Mary Glindon
Main Page: Mary Glindon (Labour - Newcastle upon Tyne East and Wallsend)My right hon. Friend makes a good point. We warned about the effects of the various reorganisations, and stopped those intended for Norfolk and for Devon. Where money is tight, we cannot afford to waste it on a reorganisation of local government.
I am actively reviewing the amount available for recapitalisation. Clearly, there will be tough choices. The sharing of services and back-office consolidation will reduce the number of staff posts needed over time. The priority of local government is not to be a municipal job creation scheme, but rather to provide quality front-line services, keep local taxes down, and provide a positive environment for private sector job creation and the expansion of local business.

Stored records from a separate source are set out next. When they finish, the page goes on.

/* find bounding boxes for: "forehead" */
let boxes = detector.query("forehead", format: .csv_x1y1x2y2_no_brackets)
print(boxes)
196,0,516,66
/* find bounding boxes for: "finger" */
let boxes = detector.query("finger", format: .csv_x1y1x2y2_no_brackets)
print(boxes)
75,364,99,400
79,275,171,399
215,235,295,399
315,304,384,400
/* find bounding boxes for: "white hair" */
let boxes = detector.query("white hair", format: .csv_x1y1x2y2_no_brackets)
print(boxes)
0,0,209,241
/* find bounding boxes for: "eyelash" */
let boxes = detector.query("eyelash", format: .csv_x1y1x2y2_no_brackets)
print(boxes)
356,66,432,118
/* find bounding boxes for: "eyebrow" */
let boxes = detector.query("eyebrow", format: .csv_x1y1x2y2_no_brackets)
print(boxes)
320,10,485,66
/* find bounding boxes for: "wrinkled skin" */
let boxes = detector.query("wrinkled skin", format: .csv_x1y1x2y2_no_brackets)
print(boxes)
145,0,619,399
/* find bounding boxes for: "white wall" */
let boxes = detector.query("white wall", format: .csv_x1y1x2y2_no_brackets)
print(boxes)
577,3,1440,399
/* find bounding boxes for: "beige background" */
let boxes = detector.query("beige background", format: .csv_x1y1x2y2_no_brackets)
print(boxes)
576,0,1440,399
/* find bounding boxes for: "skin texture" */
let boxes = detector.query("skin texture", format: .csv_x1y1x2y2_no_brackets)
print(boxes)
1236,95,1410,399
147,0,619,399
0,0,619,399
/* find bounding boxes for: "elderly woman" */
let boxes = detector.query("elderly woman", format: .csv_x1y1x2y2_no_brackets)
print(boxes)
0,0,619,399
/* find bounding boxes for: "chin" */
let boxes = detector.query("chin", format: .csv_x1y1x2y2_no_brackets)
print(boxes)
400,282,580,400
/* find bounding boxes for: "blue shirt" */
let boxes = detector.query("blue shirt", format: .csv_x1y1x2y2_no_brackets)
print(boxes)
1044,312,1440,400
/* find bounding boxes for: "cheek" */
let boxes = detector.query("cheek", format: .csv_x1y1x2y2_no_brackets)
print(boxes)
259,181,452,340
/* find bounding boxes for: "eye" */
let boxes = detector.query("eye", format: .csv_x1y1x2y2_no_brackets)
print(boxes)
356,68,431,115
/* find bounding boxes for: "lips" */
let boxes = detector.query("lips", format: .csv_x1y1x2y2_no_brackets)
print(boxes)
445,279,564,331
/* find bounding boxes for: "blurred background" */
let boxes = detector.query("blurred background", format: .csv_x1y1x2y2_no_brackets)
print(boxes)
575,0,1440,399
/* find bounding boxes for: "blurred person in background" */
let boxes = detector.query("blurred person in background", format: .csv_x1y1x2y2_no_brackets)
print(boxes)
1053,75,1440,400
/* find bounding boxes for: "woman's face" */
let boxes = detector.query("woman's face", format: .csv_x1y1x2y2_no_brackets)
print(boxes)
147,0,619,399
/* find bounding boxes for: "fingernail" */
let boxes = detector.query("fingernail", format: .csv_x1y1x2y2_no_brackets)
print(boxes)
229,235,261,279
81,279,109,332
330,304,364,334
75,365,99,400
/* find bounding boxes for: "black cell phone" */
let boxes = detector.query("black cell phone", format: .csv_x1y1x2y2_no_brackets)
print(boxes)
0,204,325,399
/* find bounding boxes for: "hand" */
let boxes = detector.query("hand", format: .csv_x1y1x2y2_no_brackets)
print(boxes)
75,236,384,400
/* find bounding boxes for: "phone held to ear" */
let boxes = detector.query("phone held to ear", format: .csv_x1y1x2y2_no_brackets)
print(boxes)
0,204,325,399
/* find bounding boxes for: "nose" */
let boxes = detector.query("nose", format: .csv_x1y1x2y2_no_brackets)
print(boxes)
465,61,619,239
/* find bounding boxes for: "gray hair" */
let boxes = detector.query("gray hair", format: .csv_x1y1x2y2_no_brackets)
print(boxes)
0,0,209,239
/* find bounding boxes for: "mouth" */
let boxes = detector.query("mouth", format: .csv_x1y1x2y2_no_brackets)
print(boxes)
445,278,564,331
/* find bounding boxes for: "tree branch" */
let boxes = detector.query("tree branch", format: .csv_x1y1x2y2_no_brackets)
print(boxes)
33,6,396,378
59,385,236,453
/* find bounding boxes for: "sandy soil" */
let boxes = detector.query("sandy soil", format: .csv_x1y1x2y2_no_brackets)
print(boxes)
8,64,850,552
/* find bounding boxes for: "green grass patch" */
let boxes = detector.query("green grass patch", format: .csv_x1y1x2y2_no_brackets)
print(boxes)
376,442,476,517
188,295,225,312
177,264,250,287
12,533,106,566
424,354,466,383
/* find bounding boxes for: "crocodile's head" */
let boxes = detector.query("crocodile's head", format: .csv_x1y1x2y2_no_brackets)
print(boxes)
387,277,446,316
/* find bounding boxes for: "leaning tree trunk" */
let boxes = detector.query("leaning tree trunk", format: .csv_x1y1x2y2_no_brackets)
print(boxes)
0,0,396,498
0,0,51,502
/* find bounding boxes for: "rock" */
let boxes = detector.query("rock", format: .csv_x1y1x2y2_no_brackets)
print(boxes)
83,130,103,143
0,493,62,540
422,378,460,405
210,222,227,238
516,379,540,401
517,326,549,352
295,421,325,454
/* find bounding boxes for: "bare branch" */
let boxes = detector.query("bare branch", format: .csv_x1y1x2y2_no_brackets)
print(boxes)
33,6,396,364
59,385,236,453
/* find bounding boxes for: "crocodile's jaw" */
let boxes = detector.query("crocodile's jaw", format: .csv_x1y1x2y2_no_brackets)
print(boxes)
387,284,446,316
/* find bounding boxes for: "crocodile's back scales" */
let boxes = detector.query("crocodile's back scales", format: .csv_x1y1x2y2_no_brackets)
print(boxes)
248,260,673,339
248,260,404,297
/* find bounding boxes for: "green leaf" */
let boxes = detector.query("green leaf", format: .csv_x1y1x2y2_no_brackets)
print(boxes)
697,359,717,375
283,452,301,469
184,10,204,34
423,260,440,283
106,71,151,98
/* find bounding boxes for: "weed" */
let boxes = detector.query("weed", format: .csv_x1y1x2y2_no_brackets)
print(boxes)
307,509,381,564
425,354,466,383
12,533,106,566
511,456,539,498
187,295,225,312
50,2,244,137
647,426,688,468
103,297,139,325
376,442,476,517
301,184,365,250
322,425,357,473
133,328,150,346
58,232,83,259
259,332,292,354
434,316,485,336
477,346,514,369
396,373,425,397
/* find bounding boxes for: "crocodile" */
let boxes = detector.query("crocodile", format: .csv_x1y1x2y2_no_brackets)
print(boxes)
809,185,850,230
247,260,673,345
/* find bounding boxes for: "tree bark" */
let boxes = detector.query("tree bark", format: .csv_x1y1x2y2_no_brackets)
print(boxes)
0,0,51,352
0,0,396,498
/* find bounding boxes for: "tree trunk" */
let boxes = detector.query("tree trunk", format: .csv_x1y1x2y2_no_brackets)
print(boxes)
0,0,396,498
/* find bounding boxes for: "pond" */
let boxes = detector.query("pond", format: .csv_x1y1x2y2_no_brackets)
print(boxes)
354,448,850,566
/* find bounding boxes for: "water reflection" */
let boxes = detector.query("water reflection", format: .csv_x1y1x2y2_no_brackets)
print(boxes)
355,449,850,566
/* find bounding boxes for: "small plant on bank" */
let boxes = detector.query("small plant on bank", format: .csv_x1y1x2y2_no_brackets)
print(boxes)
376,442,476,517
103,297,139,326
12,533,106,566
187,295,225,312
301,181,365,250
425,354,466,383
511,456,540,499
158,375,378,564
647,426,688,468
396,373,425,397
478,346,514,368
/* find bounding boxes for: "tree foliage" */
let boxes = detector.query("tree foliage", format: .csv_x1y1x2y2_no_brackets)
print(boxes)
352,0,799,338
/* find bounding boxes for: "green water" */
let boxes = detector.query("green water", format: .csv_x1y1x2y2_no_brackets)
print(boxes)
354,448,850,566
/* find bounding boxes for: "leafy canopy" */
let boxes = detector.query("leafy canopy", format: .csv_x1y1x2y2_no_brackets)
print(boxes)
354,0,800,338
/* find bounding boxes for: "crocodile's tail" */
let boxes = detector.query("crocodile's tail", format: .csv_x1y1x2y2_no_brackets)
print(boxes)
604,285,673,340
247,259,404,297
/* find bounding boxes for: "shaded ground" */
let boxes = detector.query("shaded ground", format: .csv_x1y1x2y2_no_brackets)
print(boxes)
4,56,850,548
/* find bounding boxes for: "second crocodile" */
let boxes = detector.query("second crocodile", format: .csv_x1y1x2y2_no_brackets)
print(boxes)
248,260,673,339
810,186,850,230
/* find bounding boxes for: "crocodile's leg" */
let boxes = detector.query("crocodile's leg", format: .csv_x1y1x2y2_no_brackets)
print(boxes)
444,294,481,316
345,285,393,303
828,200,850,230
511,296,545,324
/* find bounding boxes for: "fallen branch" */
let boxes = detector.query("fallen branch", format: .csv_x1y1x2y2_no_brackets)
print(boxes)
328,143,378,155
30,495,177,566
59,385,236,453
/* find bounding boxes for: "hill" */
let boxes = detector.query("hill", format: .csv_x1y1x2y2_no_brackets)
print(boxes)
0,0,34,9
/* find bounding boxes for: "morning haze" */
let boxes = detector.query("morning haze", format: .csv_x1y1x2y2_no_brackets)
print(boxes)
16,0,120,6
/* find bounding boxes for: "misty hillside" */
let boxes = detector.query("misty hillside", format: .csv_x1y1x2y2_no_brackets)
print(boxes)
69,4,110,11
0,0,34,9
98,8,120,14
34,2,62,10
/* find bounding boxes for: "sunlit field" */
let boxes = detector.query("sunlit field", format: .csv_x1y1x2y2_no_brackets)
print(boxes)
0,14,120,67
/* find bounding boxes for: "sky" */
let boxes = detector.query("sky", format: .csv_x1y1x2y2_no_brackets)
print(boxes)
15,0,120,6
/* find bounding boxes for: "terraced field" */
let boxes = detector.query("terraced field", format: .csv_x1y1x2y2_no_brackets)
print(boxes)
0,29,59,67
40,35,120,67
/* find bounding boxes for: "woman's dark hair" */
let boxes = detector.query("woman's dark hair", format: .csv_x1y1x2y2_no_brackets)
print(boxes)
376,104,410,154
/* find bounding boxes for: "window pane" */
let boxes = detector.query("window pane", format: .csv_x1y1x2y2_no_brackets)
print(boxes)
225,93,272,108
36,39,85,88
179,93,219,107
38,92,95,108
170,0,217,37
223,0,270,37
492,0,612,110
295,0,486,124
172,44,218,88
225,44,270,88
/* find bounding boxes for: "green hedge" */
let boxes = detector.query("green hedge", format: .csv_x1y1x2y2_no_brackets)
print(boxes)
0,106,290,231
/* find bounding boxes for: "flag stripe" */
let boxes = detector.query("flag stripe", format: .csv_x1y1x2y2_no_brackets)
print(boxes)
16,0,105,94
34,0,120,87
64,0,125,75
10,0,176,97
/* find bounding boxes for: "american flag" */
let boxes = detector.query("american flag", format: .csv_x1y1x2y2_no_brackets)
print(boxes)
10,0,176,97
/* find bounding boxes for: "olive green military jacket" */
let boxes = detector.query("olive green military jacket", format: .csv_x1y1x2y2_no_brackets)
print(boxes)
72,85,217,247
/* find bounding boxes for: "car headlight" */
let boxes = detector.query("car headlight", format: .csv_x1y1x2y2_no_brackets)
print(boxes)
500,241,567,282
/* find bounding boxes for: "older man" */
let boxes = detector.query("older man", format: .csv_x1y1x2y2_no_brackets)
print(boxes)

Will the right hon. Gentleman comment on Pricewaterhouse- Cooper’s statement that for every public sector job lost, a private sector job will be lost too?
I do not believe the figures. If that is the case, we are beyond economic ruin, because our country has reached a point where we can no longer afford to level off spending. If the hon. Lady would like the United Kingdom to enter the world of Greece and our friends in Ireland—[Interruption.] Let us be fair. What is the biggest problem? Sovereign debt. Which country has the largest sovereign debt? Had my right hon. Friend the Chancellor not taken those brave decisions in the emergency Budget and in the spending review, and if we did not take those brave decisions to their logical conclusion, we would have been in the danger zone. We all know where the Opposition would have been—they would have been running for cover.
The Secretary of State recently said that councils should use the cuts as an
“opportunity to completely rethink everything they are doing, creating a modern, flexible and innovative council.”
I was a councillor for 15 years in North Tyneside, and that is nothing new to me. The big society and localism are just about reinventing the wheel, because many of us who were local councillors in the past know how hard councillors work and how much they have done to use their budgets wisely.
During my 15 years as a councillor I saw many changes. At first, I was a councillor under the former Tory Government, and when Labour took power in 1997, it was good to see changes such as how we were able to bring houses up to the decent homes standard over 10 years, and to see our neglected schools change, becoming new or refurbished buildings and providing fantastic places in which to educate our children. There was Sure Start, and in my borough there were new swimming pools. We were also able to put in place the “Fuel for kids” scheme, giving children a free breakfast at the start of the school day. For many children, that made a difference to their learning ability, and there is empirical evidence to prove that.
We were able to do many of those things when we moved to a mayoral system and had a progressive Labour mayor, who followed two years of a Tory mayor. Under the Tories many services were cut, and in fact the voluntary sector service in which I worked was closed. When we got our progressive Labour mayor, John Harrison, all the things that I have referred to flourished.
Just over a year ago, the previous Tory mayor was re-elected, and, as he has mentioned in the House, she happens to be a favourite of the Secretary of State. That Tory mayor, when leader of the council opposition, wrote to the then Housing Minister and asked him to withdraw £100 million of credits that were to be given to the Labour council to build older people’s homes for the future—she simply did not want that done. Since taking office, she has drastically reduced that project, which means we will see not new, fantastic, refurbished properties, but old houses simply remodelled not to the standard people wanted. She has also prevented 800 new council houses from being built with money that would have come from the former Labour Government, because she did not want it to happen in her end of the borough.
It is interesting to see how, until tonight, the mayor has fought against so much that Labour put in place and praised the new Government. The mayor I am talking about is Mayor Arkley, and tonight, in North Tyneside’s section of the Newcastle Evening Chronicle, she is pleading with her Government to have a change of heart. She has urged Treasury and other Ministers
“to think again about the speed of the cuts”.
It is not just in Tyneside and the north-east where Conservatives are vocally opposing the Government’s measures; it is also in Teesside, where the Conservative leader of Stockton council, Ken Lupton, has said that the Con-Dem Government’s position on the cuts is wrong. Also, Mayor Mallon from Middlesbrough —an independent, and not necessarily a loving friend of the Labour party—has said that the Conservative party and Liberal Democrats have declared war on the north.
My hon. Friend is right. It is good to see those people waking up to the realities of these deep cuts.
On this occasion, I would like to join our Tory mayor in pleading with the Government. She said:
“At a recent meeting with an official from HM Treasury, I have requested officials to reconsider this issue and spread the reductions more evenly over the four-year period of the Spending Review and to allow additional freedoms to local authorities to capitalise redundancy and equal payments to enable more effective planning to take place for workforce changes”.
I ask that Ministers listen not just to the Opposition, but to their own party members, who are trying to deliver a service and believe that the cuts are too deep, too soon.